Burn-in mitigation helped, but when I returned to the XiaoZhi firmware path the bench still felt fragile—touch misses, odd refreshes, and that uneasy sense that the bus was marginal. At that point I stopped trusting “maybe software” and metered the wiring.

TFT showing vertical line artifacts; caption notes I2C communication suspected and wiring was adjusted
Vertical lines after another flash pass: I initially read this as pure comms noise. The pattern pushed me to re-route I²C and compare against a clean display test once the panel rested.

The mistake was subtle and embarrassing once I saw it: I had tied 3.3 V to the display module supply and then reused that same rail as the I²C pull-up reference for SDA/SCL. On a quiet breadboard that can look fine in still photos; under load the display’s current spikes droop the pull-up reference, which distorts I²C highs, which in turn confuses both FT6336 touch reads and whatever voice-side traffic shares the harness. Recognition glitches and TFT garbage can then show up together even though the “software” never changed.

Updated breadboard wiring diagram: separate 3.3 V domains for display power and I2C pull-ups
Corrected wiring (2026‑05‑26): display VCC and I²C pull-ups no longer share one abused 3.3 V tap—each has a disciplined path to the regulator, common GND, and discrete pull-ups on SDA/SCL. After this change the stripes and touch oddities stopped reproducing on demand.
Breadboard with XiaoZhi voice module connected alongside ESP32 display and hub boards
XiaoZhi on the bench (2026‑05‑25): module wired beside the S3 hub and WROOM display stack—the starting point for migrating ASR off ASRPRO. Stable I²C reference was a prerequisite before trusting any streaming recognition logs.
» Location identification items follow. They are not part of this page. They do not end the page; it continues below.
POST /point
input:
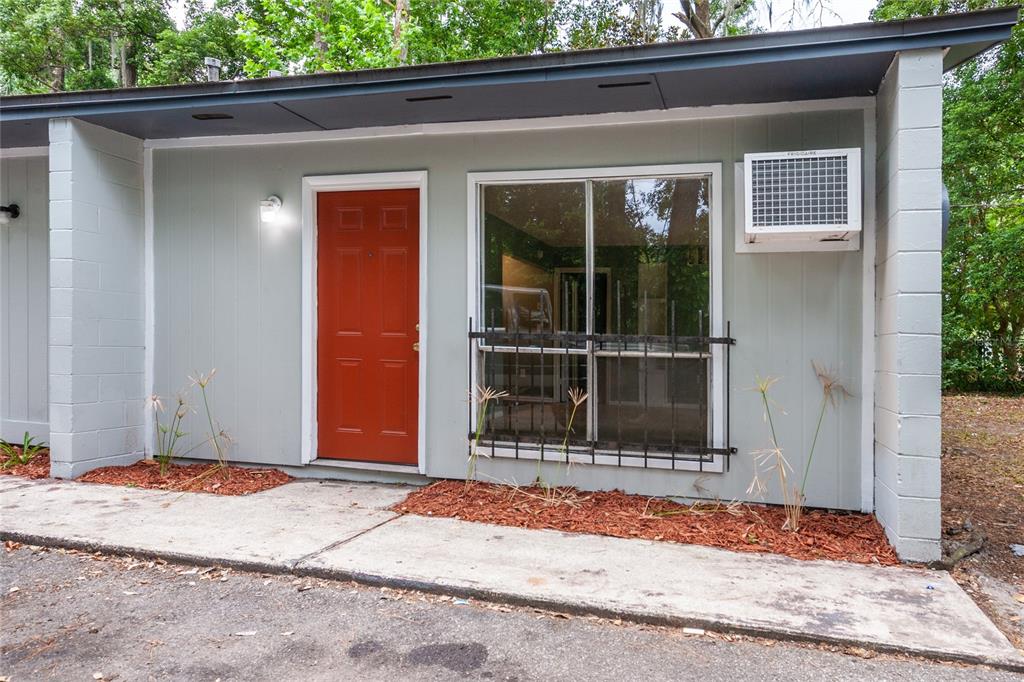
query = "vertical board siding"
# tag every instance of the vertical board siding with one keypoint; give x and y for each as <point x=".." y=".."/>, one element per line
<point x="242" y="281"/>
<point x="25" y="299"/>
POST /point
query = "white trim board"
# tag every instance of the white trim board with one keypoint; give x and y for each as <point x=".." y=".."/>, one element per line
<point x="25" y="152"/>
<point x="776" y="246"/>
<point x="867" y="359"/>
<point x="150" y="304"/>
<point x="518" y="125"/>
<point x="714" y="170"/>
<point x="311" y="184"/>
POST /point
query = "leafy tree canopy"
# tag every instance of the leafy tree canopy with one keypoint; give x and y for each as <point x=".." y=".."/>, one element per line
<point x="983" y="169"/>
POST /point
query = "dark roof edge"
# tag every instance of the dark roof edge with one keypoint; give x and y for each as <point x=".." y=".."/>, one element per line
<point x="982" y="29"/>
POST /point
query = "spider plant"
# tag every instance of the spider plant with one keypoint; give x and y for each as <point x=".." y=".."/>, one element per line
<point x="14" y="455"/>
<point x="482" y="395"/>
<point x="773" y="460"/>
<point x="577" y="396"/>
<point x="168" y="434"/>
What changed in practice: once the pull-up reference was clean, the WROOM UI sketch and the XiaoZhi bring-up could coexist on the same afternoon without the TFT turning into a barcode. I still treat long static white screens as a panel health issue—rest the backlight between demos—but the recurring vertical comb pattern traced to power-domain wiring, not mysterious firmware.

5) Evidence & reproducibility

Per the wildcard checklist I am keeping photos, the stripe video, and the prior firmware tree in-repo so the story is auditable:

XiaoZhi-specific firmware is still landing on the hub side; the architectural bet is documented here so I can diff behavior against the ASRPRO mailbox without losing the wiring lessons.

6) Conclusion

Wildcard week, for me, was less about learning a new machine and more about admitting where the Forest Spirit stack had to evolve: open speech needs a real ASR module, and XiaoZhi is the shortcut I chose instead of hand-rolling recognizers on the ESP32. The surprise work was entirely analog-adjacent—display persistence fooled me once, but the durable fix was separating display supply from I²C pull-up reference so voice, touch, and TFT updates stop fighting the same droopy 3.3 V node.

Next hooks: finalize the XiaoZhi → S3 parser, map streaming text into the existing 0x55 chat TLV path, and retire the ASRPRO snid table once parity tests pass. The flow diagram above stays the acceptance target—when I can say a sentence that is not in a fixed menu and still see a sensible LLM reply on the TFT, this wildcard axis closes back into final-project packaging.